The Lincourts retired at the same time and decided to move back east. “We wanted to get back to a small-town environment,” Lincourt said. “New York taxes were pretty bad, so we decided we’d look around.” They had enjoyed visiting northern New England and settled on Charlestown after a real-estate agent showed them a house with a great view into Vermont.
A food scientist
in the cook shack
Lincourt has found various ways to contribute locally. He and Elaine have six rescue dogs, and, in Illinois, they volunteered with an organization that transported dogs for adoption. So he started walking dogs and helping with maintenance at the Springfield Humane Society.
His interest in land-use regulations, meanwhile, grew out of a project the Charlestown Planning Board approved near his new house. Curious, Lincourt began attending meetings. He became an alternate, then first won election to the board several years ago.
Lincourt joined Friendly Meals about five years ago, after learning the organization needed a backup driver.
The regular lunches and Meals on Wheels program began 30 years ago this fall, said Mary Lou Huffling of Alstead, the organization’s director. At that point, the Fall Mountain Food Shelf — which Huffling co-founded — had been around for seven or eight years, she said.
“We realized there were a lot of elderly people that … weren’t eating good, didn’t have enough food,” she said. “But even if we brought food from the food shelf, they didn’t cook it.”
The meals and deliveries also had a social component.
“There wasn’t any place in town — only church — for people to get together,” she said. Many seniors lived alone and isolated in a rural area, and the meals provided a sense of community. “We figured it was food for the body and food for the spirit,” she said.
That social component continues. Before Thursday’s lunch, Huffling brought out a birthday cake for a diner’s 80th birthday. She mentioned someone who was about to start dialysis. She offered prayers for military personnel and veterans, and for several locals going through hard times.
Today, Friendly Meals volunteers are assembling more than 700 Thanksgiving baskets, including turkeys, to distribute to local families. On Tuesday, it’ll hold its 31st Thanksgiving lunch.
“Some people have food insecurity. They can’t afford food,” Lincourt said. “Some people can’t cook. Some people, it’s just nice to have somebody visit them and somebody to talk to, because they’re lonely.”
After about six months as a backup driver, Lincourt replaced a regular driver who retired. Then, about three years ago, an opportunity opened to start working in the kitchen.
He jumped at the chance. While in Illinois, he had taken part-time cooking classes for three years.
“In food science, I saw the chemical interactions of the components of food, the interactions with heat,” he said, “… but what I wasn’t really seeing was the end use of the product. And I got kind of interested in that, so I signed up for an introductory course in culinary arts.”
That background has paid off.
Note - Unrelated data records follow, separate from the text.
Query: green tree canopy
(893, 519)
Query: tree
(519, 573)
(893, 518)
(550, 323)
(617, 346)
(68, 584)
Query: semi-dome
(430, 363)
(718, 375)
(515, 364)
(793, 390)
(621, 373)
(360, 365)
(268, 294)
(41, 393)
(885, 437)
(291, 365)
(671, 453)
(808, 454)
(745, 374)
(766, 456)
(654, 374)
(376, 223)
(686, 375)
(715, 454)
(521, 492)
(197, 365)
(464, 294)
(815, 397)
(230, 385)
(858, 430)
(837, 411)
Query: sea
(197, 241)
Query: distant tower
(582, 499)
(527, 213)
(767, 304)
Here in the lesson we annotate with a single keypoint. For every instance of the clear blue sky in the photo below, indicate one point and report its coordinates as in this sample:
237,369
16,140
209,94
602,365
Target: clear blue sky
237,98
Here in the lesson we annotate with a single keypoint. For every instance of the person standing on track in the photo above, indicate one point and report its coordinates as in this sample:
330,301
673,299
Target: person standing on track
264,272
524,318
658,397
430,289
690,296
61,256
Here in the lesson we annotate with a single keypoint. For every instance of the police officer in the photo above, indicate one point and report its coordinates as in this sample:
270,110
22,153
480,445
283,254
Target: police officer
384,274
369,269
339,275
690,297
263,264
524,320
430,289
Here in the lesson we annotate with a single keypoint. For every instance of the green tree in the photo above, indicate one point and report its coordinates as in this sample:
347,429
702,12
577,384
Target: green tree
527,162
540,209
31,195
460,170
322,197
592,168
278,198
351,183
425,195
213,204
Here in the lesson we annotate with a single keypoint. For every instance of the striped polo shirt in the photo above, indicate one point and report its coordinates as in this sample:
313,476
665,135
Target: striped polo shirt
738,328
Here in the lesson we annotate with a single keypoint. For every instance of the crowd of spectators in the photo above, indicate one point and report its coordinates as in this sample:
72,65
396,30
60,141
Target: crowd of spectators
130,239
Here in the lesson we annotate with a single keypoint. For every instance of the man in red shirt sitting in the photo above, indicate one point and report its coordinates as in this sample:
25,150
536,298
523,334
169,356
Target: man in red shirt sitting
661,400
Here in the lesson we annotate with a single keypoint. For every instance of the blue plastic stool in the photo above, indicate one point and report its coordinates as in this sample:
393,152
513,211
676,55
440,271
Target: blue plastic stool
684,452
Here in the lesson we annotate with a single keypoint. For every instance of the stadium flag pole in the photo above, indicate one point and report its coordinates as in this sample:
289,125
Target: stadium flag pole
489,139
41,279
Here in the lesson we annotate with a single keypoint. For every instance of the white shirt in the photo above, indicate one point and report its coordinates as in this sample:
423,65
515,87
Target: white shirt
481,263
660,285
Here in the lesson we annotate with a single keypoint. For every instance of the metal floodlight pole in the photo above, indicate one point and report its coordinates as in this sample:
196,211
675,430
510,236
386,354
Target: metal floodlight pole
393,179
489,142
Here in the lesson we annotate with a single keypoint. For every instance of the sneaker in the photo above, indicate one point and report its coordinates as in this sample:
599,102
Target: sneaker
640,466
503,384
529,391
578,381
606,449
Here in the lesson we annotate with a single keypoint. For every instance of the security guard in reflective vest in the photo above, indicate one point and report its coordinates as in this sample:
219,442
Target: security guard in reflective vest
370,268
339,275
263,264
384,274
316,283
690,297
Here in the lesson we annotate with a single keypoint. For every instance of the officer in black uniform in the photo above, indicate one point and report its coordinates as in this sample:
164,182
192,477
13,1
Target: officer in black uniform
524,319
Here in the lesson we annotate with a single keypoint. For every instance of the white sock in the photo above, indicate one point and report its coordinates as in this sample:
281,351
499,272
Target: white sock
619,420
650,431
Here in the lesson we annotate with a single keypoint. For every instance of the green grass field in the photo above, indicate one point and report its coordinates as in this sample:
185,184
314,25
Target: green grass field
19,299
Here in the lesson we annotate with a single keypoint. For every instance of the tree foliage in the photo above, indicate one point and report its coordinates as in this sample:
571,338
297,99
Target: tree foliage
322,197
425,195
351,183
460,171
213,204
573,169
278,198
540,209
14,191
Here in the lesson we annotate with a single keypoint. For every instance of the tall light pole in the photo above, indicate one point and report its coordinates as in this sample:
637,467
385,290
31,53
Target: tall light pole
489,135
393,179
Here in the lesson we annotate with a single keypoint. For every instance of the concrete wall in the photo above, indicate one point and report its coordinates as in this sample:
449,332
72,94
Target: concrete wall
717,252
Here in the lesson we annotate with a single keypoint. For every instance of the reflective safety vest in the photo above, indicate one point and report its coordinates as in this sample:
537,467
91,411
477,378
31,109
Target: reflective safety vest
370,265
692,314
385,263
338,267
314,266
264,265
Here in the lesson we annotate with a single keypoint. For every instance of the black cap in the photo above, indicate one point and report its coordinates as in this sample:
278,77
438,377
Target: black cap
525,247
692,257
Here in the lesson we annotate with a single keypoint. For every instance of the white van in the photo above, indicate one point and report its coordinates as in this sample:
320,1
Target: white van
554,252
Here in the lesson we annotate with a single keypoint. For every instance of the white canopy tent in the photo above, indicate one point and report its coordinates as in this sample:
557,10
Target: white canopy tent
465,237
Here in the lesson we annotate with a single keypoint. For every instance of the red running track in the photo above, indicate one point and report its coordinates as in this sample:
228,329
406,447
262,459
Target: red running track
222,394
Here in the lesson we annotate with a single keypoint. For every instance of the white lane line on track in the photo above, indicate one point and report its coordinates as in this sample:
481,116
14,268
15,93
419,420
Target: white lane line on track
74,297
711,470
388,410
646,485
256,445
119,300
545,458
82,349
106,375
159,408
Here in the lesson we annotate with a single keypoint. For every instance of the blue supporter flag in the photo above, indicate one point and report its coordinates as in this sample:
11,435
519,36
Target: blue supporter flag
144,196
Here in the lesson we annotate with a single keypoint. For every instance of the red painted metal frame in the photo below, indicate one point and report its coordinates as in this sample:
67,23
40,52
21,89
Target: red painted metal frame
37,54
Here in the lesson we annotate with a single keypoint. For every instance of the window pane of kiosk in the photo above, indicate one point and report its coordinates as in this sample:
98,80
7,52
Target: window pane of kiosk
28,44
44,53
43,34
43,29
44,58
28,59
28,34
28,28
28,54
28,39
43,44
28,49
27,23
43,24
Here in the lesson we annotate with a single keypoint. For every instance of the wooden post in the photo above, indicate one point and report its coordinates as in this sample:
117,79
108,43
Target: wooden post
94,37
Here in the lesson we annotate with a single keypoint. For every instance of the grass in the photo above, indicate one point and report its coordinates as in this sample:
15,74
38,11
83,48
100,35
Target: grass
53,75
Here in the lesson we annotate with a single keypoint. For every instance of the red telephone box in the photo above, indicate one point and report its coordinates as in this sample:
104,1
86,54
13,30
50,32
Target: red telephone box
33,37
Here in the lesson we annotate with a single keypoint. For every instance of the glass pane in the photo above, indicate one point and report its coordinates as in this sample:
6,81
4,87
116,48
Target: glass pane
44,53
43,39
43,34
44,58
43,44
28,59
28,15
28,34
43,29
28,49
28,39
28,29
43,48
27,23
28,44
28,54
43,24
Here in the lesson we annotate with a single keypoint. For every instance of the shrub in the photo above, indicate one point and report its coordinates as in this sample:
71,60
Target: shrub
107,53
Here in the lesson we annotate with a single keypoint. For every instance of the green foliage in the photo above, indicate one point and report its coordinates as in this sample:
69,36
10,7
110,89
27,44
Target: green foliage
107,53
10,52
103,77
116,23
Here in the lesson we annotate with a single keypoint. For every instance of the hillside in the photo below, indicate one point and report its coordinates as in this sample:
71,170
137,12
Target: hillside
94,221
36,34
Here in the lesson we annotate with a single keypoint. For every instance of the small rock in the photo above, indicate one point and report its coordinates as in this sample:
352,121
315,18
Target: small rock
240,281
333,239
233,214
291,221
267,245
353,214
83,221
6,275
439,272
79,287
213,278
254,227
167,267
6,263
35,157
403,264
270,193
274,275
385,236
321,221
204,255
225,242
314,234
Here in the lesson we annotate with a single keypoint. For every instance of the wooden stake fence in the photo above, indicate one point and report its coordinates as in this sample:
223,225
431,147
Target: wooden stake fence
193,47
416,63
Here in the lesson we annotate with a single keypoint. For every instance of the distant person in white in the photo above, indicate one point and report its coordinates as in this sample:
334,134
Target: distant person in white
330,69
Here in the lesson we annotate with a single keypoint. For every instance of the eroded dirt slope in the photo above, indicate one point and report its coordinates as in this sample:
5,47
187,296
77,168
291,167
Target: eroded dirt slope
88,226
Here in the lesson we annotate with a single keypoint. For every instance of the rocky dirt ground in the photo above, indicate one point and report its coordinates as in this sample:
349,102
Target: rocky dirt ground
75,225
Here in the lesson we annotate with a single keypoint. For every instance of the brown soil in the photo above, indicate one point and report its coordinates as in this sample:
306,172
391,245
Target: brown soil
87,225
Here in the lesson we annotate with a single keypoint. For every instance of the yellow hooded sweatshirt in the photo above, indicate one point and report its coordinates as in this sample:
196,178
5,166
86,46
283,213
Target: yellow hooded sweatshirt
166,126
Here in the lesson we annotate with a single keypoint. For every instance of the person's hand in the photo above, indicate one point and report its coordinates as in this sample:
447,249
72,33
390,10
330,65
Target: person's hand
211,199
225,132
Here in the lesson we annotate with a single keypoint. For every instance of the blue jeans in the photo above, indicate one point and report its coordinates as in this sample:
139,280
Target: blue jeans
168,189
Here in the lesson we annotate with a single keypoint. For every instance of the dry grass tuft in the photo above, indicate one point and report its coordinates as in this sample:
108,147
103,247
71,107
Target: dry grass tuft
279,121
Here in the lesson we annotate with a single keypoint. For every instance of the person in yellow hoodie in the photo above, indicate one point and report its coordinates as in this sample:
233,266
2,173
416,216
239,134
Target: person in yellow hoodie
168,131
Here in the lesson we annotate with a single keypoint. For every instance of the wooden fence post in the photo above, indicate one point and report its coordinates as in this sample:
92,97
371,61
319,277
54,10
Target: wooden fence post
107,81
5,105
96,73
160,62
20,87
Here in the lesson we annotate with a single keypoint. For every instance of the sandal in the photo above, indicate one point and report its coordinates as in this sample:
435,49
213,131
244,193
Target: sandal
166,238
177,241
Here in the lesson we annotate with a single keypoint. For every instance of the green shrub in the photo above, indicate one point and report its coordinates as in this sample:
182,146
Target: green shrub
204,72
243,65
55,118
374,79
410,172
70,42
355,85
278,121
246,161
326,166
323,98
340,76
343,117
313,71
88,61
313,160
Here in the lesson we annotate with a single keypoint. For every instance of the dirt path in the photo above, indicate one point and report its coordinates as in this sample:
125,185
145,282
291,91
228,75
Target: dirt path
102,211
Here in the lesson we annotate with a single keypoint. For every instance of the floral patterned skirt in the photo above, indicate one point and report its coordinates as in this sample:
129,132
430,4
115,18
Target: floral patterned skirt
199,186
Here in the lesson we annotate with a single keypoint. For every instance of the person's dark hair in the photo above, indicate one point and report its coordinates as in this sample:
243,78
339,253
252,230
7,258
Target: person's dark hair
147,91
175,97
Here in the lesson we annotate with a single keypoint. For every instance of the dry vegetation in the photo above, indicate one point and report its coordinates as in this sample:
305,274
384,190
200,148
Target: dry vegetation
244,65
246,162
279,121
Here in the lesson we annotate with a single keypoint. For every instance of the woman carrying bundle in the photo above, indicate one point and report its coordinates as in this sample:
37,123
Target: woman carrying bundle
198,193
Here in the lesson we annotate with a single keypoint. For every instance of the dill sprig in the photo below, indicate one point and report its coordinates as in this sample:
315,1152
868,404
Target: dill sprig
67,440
Huffling said Lincourt brings a culinary know-how to his work in the kitchen — along with a presence “like the Energizer Bunny.”
“He’s just not a complainer, very happy to do anything,” she said. “He enjoys the cooking, the serving.”
As eagerly as others praise Lincourt’s volunteer work, Lincourt himself is reluctant. He initially declined an interview with The Sentinel, but reconsidered because he thought it would draw attention to volunteerism.
Last week, Lincourt was honored with an Outstanding Volunteer Service Award from Volunteer N.H., a nonprofit organization that promotes service work. There was a ceremony, but Lincourt said he didn’t attend.
“I find those things a little embarrassing,” he said. “… I’m in volunteering to be a volunteer, to help others, and I don’t need to be recognized.”
And he doesn’t plan to stop anytime soon. “I’m gonna let myself wear out,” he said, “and it’ll tell me when it’s time.”